Composer/percussionist Davu Seru brings the audience along on a journey of experimental sound and rhythms Friday night when he takes over Jazz Central Studios in St. Paul. Seru will be performing with trombone player JC Sanford and Levi Schwartzberg on vibraphone, both of the group Seru composes for, No Territory Band. They’ll be playing originals and work by modern composers. 8 p.m. at Jazz Central Studios and livestreamed ($10). More information here.
‘Real Women Have Curves’
The film, “Real Women Have Curves,” shot a young America Ferrera to fame back in 2002 with its message of hope and body positive message. The play the movie is based on, by Josefina López, dates back to 1990, and its message rings true today just as it did at its premiere. Taking place in a sewing factory in East Los Angeles, the story touches on the Latina immigrant experience, gender politics and resilience of a community in a racist and anti-immigrant society, and learning to love one’s own body and identity. Co-directors Adlyn Carreras and Lelis Brito take on a new retelling of the story for today’s world, in a production by Teatro del Pueblo. Among the cast, watch out for the ever talented Xochi de la Luna as Rosali. 7:30 p.m. Friday, June 10-Sunday, June 12, through June 26 at the Conn Theatre inside Plymouth Congregational, 1900 Nicollet Avenue, Minneapolis ($23). More information here.
‘Change is God-Take Root Among the Stars: Black Abstraction in the Midwest’
Curator Gregory J. Rose has organized an exhibition of Black abstract artists all based in the Midwest, opening this week at SooVAC in Minneapolis. Each of the artists shares who they are and their stories, taking space and being in this place they call home. Taking its title from science fiction writer Octavia Butler’s “The Earthseed Books,” the show offers new ways of thinking about Black expressionism in the aftermath of tremendous world change. Among the artists in the show are Ta-Coumba Aiken, Christopher E. Harrison and Sarah White, among others. Opening reception 7-10 p.m. Saturday, June 11, through July 31 (free). More information here.
Rock the Garden
Low is getting another stab at Rock the Garden, after a rather controversial appearance back in 2013. That year, the beloved Duluth band caused eyebrows to rise by their extended drone music jam session that went on for nearly 30 minutes.

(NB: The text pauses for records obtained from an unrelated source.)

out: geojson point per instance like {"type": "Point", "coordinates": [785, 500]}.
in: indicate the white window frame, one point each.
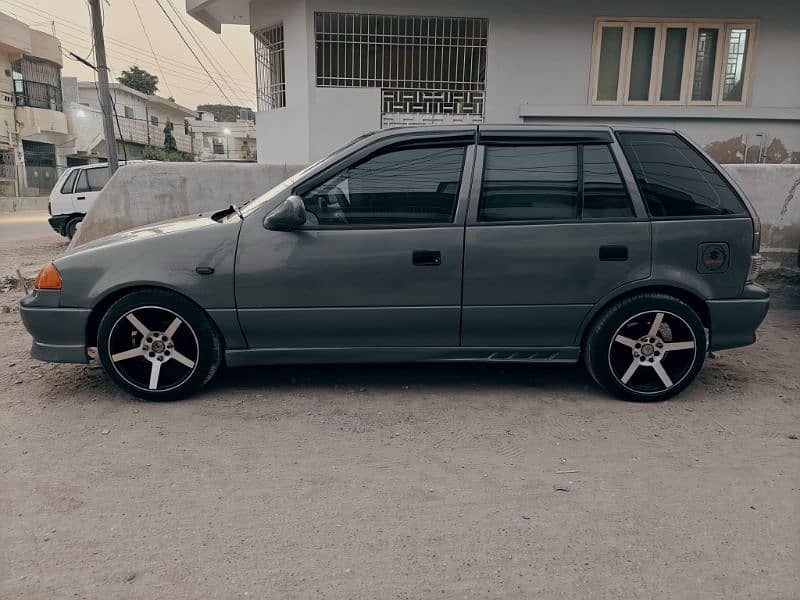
{"type": "Point", "coordinates": [687, 63]}
{"type": "Point", "coordinates": [748, 67]}
{"type": "Point", "coordinates": [629, 24]}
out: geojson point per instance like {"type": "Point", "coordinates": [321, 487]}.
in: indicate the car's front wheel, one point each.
{"type": "Point", "coordinates": [158, 345]}
{"type": "Point", "coordinates": [647, 347]}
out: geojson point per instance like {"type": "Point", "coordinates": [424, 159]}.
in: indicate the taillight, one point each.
{"type": "Point", "coordinates": [755, 268]}
{"type": "Point", "coordinates": [48, 278]}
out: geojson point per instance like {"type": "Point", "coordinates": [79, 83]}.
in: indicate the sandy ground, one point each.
{"type": "Point", "coordinates": [406, 481]}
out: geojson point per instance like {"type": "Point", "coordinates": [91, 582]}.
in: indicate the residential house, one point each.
{"type": "Point", "coordinates": [139, 121]}
{"type": "Point", "coordinates": [228, 140]}
{"type": "Point", "coordinates": [726, 73]}
{"type": "Point", "coordinates": [33, 126]}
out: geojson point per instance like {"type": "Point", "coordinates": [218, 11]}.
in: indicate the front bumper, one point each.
{"type": "Point", "coordinates": [734, 322]}
{"type": "Point", "coordinates": [59, 334]}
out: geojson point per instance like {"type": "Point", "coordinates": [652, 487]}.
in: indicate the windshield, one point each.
{"type": "Point", "coordinates": [251, 206]}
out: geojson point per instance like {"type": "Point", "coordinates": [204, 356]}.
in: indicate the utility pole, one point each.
{"type": "Point", "coordinates": [102, 82]}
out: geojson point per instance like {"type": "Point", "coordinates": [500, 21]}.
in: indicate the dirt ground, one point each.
{"type": "Point", "coordinates": [406, 481]}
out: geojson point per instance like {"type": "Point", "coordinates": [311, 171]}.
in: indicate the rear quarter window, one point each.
{"type": "Point", "coordinates": [675, 179]}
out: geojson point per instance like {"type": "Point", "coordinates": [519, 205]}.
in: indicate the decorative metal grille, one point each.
{"type": "Point", "coordinates": [401, 52]}
{"type": "Point", "coordinates": [432, 101]}
{"type": "Point", "coordinates": [37, 83]}
{"type": "Point", "coordinates": [270, 68]}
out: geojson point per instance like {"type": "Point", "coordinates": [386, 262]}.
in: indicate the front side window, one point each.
{"type": "Point", "coordinates": [522, 183]}
{"type": "Point", "coordinates": [665, 62]}
{"type": "Point", "coordinates": [92, 180]}
{"type": "Point", "coordinates": [403, 186]}
{"type": "Point", "coordinates": [675, 179]}
{"type": "Point", "coordinates": [604, 193]}
{"type": "Point", "coordinates": [69, 183]}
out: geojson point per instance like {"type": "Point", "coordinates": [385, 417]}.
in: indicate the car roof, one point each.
{"type": "Point", "coordinates": [510, 128]}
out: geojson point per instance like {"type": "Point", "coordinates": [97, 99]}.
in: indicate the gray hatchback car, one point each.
{"type": "Point", "coordinates": [628, 249]}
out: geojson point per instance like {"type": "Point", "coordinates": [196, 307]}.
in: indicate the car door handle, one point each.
{"type": "Point", "coordinates": [427, 258]}
{"type": "Point", "coordinates": [613, 253]}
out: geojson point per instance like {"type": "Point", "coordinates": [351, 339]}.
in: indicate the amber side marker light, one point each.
{"type": "Point", "coordinates": [48, 278]}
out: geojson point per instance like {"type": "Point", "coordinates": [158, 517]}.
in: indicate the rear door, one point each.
{"type": "Point", "coordinates": [551, 230]}
{"type": "Point", "coordinates": [88, 186]}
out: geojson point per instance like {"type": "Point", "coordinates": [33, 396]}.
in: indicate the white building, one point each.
{"type": "Point", "coordinates": [223, 140]}
{"type": "Point", "coordinates": [139, 121]}
{"type": "Point", "coordinates": [327, 70]}
{"type": "Point", "coordinates": [33, 126]}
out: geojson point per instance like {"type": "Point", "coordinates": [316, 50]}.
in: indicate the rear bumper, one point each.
{"type": "Point", "coordinates": [59, 222]}
{"type": "Point", "coordinates": [59, 334]}
{"type": "Point", "coordinates": [734, 322]}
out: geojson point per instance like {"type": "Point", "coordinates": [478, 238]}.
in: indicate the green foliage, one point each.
{"type": "Point", "coordinates": [221, 112]}
{"type": "Point", "coordinates": [153, 153]}
{"type": "Point", "coordinates": [170, 145]}
{"type": "Point", "coordinates": [140, 80]}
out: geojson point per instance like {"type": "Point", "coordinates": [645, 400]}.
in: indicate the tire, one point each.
{"type": "Point", "coordinates": [158, 345]}
{"type": "Point", "coordinates": [635, 354]}
{"type": "Point", "coordinates": [72, 227]}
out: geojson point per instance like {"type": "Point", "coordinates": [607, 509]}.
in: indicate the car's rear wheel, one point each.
{"type": "Point", "coordinates": [158, 345]}
{"type": "Point", "coordinates": [647, 347]}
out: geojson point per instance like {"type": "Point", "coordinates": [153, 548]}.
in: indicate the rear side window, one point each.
{"type": "Point", "coordinates": [675, 179]}
{"type": "Point", "coordinates": [92, 180]}
{"type": "Point", "coordinates": [531, 183]}
{"type": "Point", "coordinates": [69, 183]}
{"type": "Point", "coordinates": [402, 186]}
{"type": "Point", "coordinates": [523, 183]}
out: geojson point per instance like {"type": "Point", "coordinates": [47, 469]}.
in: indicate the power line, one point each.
{"type": "Point", "coordinates": [202, 46]}
{"type": "Point", "coordinates": [149, 43]}
{"type": "Point", "coordinates": [125, 49]}
{"type": "Point", "coordinates": [221, 91]}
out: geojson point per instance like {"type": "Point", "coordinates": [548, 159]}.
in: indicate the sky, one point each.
{"type": "Point", "coordinates": [180, 75]}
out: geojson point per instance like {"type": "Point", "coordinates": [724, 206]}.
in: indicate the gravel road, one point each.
{"type": "Point", "coordinates": [405, 481]}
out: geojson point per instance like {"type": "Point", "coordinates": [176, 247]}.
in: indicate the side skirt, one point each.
{"type": "Point", "coordinates": [274, 356]}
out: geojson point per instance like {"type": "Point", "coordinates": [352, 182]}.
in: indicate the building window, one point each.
{"type": "Point", "coordinates": [666, 62]}
{"type": "Point", "coordinates": [37, 83]}
{"type": "Point", "coordinates": [270, 68]}
{"type": "Point", "coordinates": [423, 64]}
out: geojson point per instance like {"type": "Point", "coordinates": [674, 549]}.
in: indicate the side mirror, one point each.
{"type": "Point", "coordinates": [290, 215]}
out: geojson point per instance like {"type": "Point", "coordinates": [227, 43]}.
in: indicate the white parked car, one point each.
{"type": "Point", "coordinates": [74, 194]}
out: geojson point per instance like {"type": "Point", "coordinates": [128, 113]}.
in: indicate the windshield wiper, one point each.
{"type": "Point", "coordinates": [226, 212]}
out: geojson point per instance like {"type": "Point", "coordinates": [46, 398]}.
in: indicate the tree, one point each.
{"type": "Point", "coordinates": [170, 145]}
{"type": "Point", "coordinates": [140, 80]}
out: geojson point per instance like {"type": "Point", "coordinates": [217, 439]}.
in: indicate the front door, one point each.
{"type": "Point", "coordinates": [88, 186]}
{"type": "Point", "coordinates": [551, 231]}
{"type": "Point", "coordinates": [378, 263]}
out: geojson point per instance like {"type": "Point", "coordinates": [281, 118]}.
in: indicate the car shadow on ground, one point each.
{"type": "Point", "coordinates": [435, 377]}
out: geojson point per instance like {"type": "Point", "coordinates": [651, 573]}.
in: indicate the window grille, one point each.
{"type": "Point", "coordinates": [442, 59]}
{"type": "Point", "coordinates": [270, 68]}
{"type": "Point", "coordinates": [37, 83]}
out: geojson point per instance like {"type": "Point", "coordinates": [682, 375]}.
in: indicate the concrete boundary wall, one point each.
{"type": "Point", "coordinates": [147, 193]}
{"type": "Point", "coordinates": [774, 191]}
{"type": "Point", "coordinates": [141, 194]}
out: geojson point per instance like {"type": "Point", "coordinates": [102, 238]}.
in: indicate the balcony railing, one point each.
{"type": "Point", "coordinates": [139, 131]}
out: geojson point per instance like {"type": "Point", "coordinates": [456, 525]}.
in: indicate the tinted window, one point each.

Perhaps more hotly anticipated is the appearance of Riot Grrrl-era band Sleater Kinney, featuring the star of “Portlandia,” Carrie Brownstein, along with Corin Tucker. Also joining the two-stage lineup is Bombino, beabadoobee, Nathaniel Rateliff & The Night Sweats, Divide and Dissolve, and DāM-FunK. 1-10 p.m. Saturday, June 11, at the Minneapolis Sculpture Garden ($84). More information here.
The annual Northern Spark Festival heads to St. Paul this year, with interactive art and performance taking place in the Rondo, Frogtown and Little Mekong neighborhoods. This year’s festival is themed around re-connection, memory and letting go. It’s kind of like giving yourself a re-start after more than two years of living during COVID and all that has happened since 2020.
Look for projects like “Post Office to the Ancestors” at the Victoria Theater Arts Center, or the live, improvised shadow puppets of “The Official Bureau of Lost Things,” created by Felicia Cooper, Kallie Melvin & Alex Young. If you can stay up that late, the closing event led by Sequoia Hauck and collaborators at 2 a.m. at Raspberry Island should be a treat. There’s going to be a large installation of two cloth rivers that span the island in a multi-sensory experience of music, storytelling and movement. 9 p.m. Saturday, June 11, through 5:30 a.m. Sunday, June 12, at various locations in St. Paul (free). More information here.